But does the opposite tell us something too? If a word is used frequently in a lot of documents in a large corpus, but infrequently in one subset of documents except in one local sub-subset in which it occurs highly frequently (e.g., one page of a novel)  can we infer something about those sub-subset passages? For example, imagine this was true: "Hunter Thompson rarely used the word "lovely", but he uses it four times on one page of Hell's Angels, which really tells us something about the tone of that particular passage." That "lovely" page would be a sub-subset of the Hunter Thompson subset.

I would call it something like a Black Swan usage.
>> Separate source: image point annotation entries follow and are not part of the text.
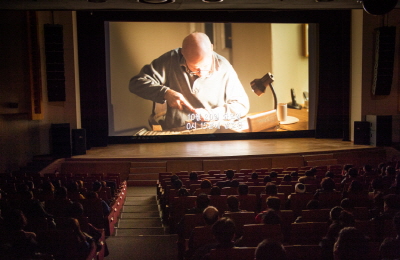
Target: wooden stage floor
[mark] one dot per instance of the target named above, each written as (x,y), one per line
(214,149)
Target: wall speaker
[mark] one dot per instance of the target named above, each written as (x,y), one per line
(361,132)
(78,141)
(381,130)
(54,51)
(60,135)
(385,41)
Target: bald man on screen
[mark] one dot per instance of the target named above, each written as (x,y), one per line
(193,80)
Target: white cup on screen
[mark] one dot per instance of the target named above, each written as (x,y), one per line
(282,112)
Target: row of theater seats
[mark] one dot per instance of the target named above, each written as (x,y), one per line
(305,234)
(55,242)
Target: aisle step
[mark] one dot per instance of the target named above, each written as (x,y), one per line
(131,232)
(139,222)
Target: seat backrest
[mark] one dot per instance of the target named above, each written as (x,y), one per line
(241,219)
(308,233)
(190,222)
(248,202)
(303,252)
(236,253)
(329,200)
(253,234)
(315,215)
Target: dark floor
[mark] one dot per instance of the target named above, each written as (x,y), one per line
(140,233)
My hunch is this could be done with an approach similar to Divergence from Randomness model (which I can only claim to understand at a gross intuitive level, not an in-the-weeds algorithmic level). My hunch is that Black Swans are not quite the same as simply diverging from random because you need the average within-document occurrence rate over the whole corpus, the average within-document occurrence rate over the subset (the author), and the Black Swan occurrence rate over the sub-subset (among other variables, I suppose).

If anyone knows of techniques to do this, please lemme know.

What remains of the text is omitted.